Autocertificazione per assegno sociale
È stata nuovamente vagliata dai giudici di merito la posizione assunta dell’Istituto Nazionale della Previdenza Sociale che non riconosce validità all’autocertificazione dei cittadini stranieri per provare il requisito reddituale. Nel periodo in esame è intervenuta la Corte di Appello di Milano (sent. 17.1.2019, n. 1598 in Banca dati Asgi) che ha ribadito quanto affermato da diversi giudici di merito e cioè che per la certificazione dei redditi prodotti nel paese d’origine, necessaria per il riconoscimento dell’assegno sociale di cui all’art. 3, co. 6, l. 335/1995, il cittadino straniero che appartenga a uno Stato non compreso nell’elenco di cui al d.m. 12.5.2003, è abilitato ad autocertificare i redditi diversi da quelli pensionistici.

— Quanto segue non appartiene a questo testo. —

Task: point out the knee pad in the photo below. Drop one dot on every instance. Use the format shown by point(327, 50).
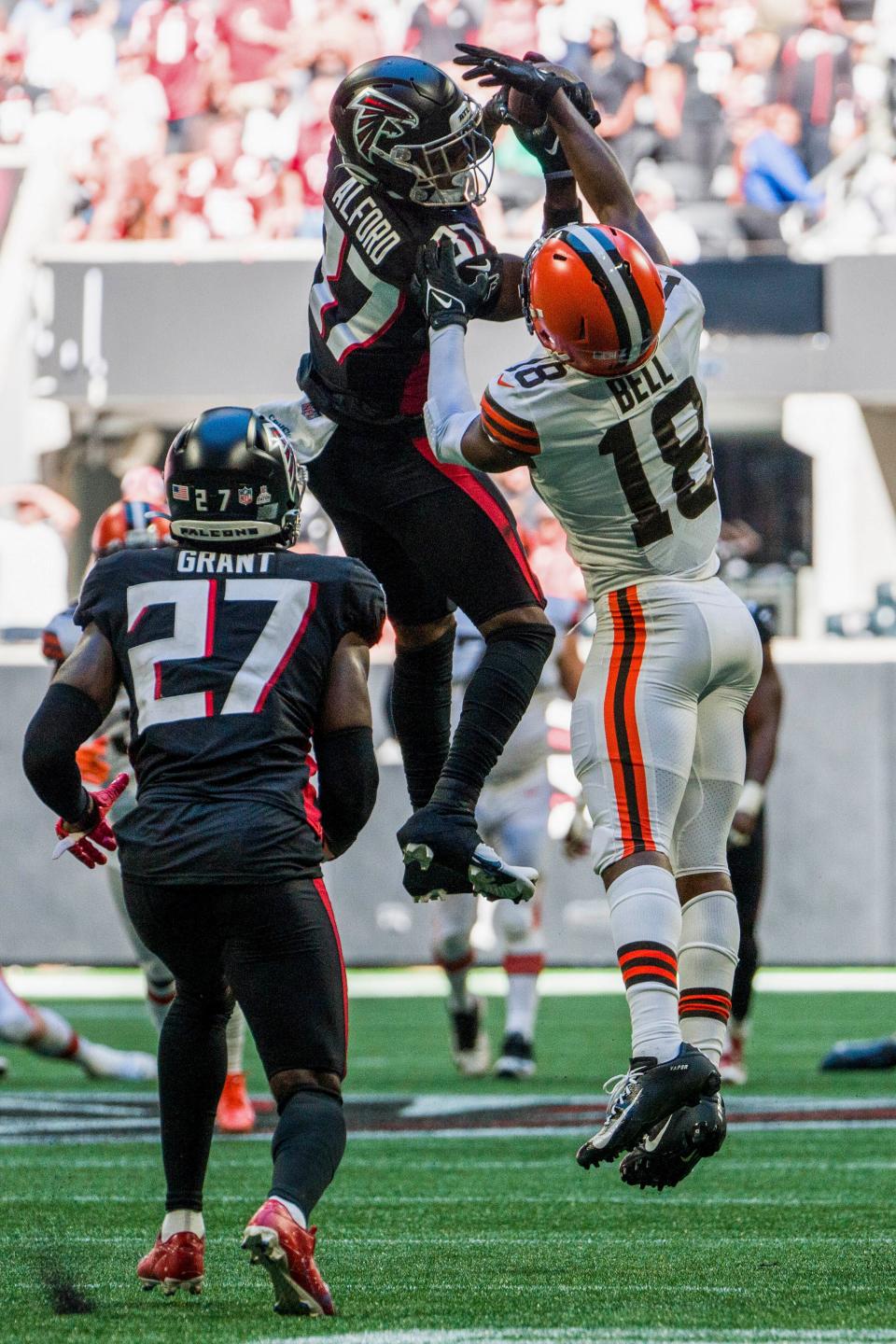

Per quanto concerne invece i redditi pensionistici percepiti all’estero è onere dell’INPS, ai sensi dell’art. 3 del d.m. 12.5.2003, identificare gli organismi che provvedono all’erogazione di prestazioni previdenziali ed assistenziali ed in mancanza di tale identificazione, l’INPS non può subordinare il riconoscimento della pensione di invalidità alla presentazione di documenti diversi dalla autocertificazione resa dall’interessato. In particolare la Corte ha evidenziato che «la disciplina delle autocertificazioni sopra riportata, prevista da una norma regolamentare, nella parte in cui consente ai cittadini di Stati non appartenenti all’Unione regolarmente soggiornanti in Italia, la possibilità di utilizzare le dichiarazioni sostitutive di cui agli artt. 46 e 47 limitatamente agli stati, alle qualità personali e ai fatti non certificabili o attestabili da parte di soggetti pubblici italiani, contrasta con quanto previsto dall’art. 2 comma 5 del TU in materia di immigrazione, norma di rango primario, secondo cui “Allo straniero è riconosciuta parità di trattamento con il cittadino…nei rapporti con la pubblica amministrazione e nell’accesso ai pubblici servizi nei limiti e nei modi previsti dalla legge”». La Corte ha affermato che «la norma di fonte primaria (art. 2, co. 5 TU) stabilisce un regime assolutamente paritario nei rapporti con la PA che non può essere derogato da una norma di fonte secondaria (d.p.r. 445/2000)».
 
Lavoro alle dipendenze della Pubblica Amministrazione
Il Tribunale di Roma, con sentenza del 28.1.2019 n. 798, resa nel giudizio di merito ha confermato quanto già enunciato in sede cautelare con ord. 13.6.2018 (già commentata in questa Rassegna n. 3/2018) in relazione al bando del Ministero della Giustizia che richiede, per i mediatori culturali professionali, il requisito della cittadinanza italiana affermando che violava il principio di identità di regime introdotto dalla legge n. 97/2013 come interpretata alla luce dei criteri elaborati con riferimento ai cittadini UE dalla Corte di Giustizia, dovendo gli stessi essere applicati in modo uniforme anche ai cittadini di paesi terzi appartenenti alle categorie indicate dalla citata disposizione di legge. In particolare sottolineava nuovamente che la figura di mediatore culturale non comportava l’esercizio diretto e specifico di pubblici poteri, operando sempre sulla base di istruzioni impartite dal dirigente, nell’ambito di attività meramente ausiliarie e preparatorie che lasciano inalterati i poteri di valutazione e di decisione dei responsabili degli uffici. Inoltre ha respinto l’eccezione di difetto di legittimazione attiva sollevata dal Ministero della Giustizia per avere la ricorrente chiesto di partecipare alla selezione con domanda cartacea e non telematica come previsto dal bando. Al riguardo il Tribunale ha sottolineato che la ricorrente aveva correttamente operato perché la domanda telematica l’avrebbe posta nell’alternativa o di dichiarare il falso (barrando la casella indicativa del possesso della cittadinanza) o di vedersi respingere la domanda per il cui perfezionamento risultava requisito indispensabile la attestazione del possesso della cittadinanza italiana.